民音タンゴ・シリーズ“スタイリッシュ・タンゴ”
県民文化ホール・オレンジ
ちょうど折良く先頃ステファヌ・ブリゼ監督の『愛されるために、ここにいる』を観たばかりで、ちょっと楽しみにしていた公演だ。演奏以上にダンスに期待があった。
映画の好きな僕からすれば、タンゴというと少々猥雑なホールでの熱っぽく濃厚で官能的なダンスだとのイメージが強いのだが、“スタイリッシュ・タンゴ”と命名してあるだけあって、演奏にもダンスにも、情感より格調に向かう志向性が顕著で、才気と洗練を感じさせてくれるステージだった。

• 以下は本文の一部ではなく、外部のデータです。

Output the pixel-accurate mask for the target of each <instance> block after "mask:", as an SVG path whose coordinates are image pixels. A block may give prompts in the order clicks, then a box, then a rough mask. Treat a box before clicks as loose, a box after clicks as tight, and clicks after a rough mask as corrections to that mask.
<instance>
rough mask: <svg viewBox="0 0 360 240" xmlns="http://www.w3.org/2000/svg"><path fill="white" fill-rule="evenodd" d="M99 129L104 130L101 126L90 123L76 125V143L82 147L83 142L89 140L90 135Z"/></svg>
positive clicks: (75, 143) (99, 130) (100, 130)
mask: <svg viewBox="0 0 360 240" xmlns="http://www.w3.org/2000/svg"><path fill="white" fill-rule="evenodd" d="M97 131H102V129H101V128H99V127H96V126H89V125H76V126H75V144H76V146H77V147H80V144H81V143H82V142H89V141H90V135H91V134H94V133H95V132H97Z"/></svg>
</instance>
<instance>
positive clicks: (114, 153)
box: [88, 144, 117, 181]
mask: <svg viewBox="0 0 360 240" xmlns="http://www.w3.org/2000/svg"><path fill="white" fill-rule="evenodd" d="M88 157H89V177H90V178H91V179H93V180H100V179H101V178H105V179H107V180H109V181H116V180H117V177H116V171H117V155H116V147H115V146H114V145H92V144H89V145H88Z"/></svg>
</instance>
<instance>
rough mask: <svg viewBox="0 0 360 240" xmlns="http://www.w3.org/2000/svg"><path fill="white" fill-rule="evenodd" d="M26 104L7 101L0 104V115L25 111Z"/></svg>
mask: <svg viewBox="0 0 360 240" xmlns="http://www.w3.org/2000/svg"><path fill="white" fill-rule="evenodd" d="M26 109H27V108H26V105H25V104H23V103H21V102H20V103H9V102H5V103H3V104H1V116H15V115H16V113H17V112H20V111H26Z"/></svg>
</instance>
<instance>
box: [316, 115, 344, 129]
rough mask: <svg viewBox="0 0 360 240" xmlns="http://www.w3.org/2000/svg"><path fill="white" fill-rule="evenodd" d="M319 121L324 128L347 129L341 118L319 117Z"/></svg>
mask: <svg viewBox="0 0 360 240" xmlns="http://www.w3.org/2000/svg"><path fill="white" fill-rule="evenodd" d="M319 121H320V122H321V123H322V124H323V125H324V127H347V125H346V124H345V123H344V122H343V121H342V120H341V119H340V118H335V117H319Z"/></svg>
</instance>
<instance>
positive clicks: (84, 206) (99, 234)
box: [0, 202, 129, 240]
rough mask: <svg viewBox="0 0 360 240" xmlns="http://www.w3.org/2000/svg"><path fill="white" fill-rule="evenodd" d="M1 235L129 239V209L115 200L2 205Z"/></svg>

特段のタンゴ愛好者でもない僕が、これほどにまとまった形でタンゴの演奏とダンスを観るのは初めてだったのだが、いくつもの踊りを観て、タンゴというのは、回転と滑りと脚の跳ねを見せるダンスだと感じた。
特に目を惹いたのは、第一部では、3曲目の『ポエド』でのジセラ&ガスパルのダンスと、僕でも耳に覚えのあるコンチネンタル・タンゴ『ジェラシー』の味のある演奏に続いた『悪い仲間』でのソレダー&セルヒオのダンスだった。前者は、2003年にブエノスアイレスで始まったというタンゴダンス世界選手権の第1回チャンピオン・ペアによるもので、タンゴなのに、情感と言うよりも優雅さに溢れる踊りに魅了された。後者を踊ったのは、その第1回世界大会で審査員を務めたとの大御所ともいうべきペアのようだが、細かく複雑な脚の動きに驚かされた。
第二部は、2006年の第4回大会で初めてアルゼンチン以外の国からのチャンピオンとなったというディアナ&カルロスによるダンスで始まったが、随所にユーモラスな動きを取り入れた楽しい踊りは確かに斬新で、タンゴのイメージを新たにしてくれるのであろう才気を感じた。しかし、三組揃って踊ると、ステップの面白さや独創性ではなく、ダンス自体の見映えや巧さでは、彼らは、ジセラ&ガスパルの華麗やソレダー&セルヒオの貫禄からは少し見劣りがするようにも感じられた。ジセラ&ガスパルは『ネグラーチャ』でスケール感のある大きな踊りを見せ、ソレダー&セルヒオは『スム』で堂々たるものを感じさせてくれたように思う。演奏を担ったエリカ・ディ・サルボ楽団の今回の編成は、左からピアノ1、コントラバス1、バイオリン2、バンドネオン3という厚みのあるものだったが、女性がバンドリーダーを務めているタンゴ楽団というのは非常に珍しいようだ。楽曲の演奏では、そのリーダーたる女性バイオリニストのエリカがフューチャーされた第一部の『ジェラシー』とパトリシオ・コッテーラのコントラバスが目を惹いた『コントラバヘアンド』、タンゴらしからぬ重厚なイメージを残してくれた『アディオス・ノニーノ』が印象深かった。
それにしても、民音が、20日間の日本公演契約を副賞とする民音賞なるものをタンゴダンス世界選手権で設けているとは知らなかった。解説もリーフレットやビデオ映像によって丁寧に加えられていて、慣れない者にも親切な作りになっていた。そのせいか、ほぼ満席に近い状態だった。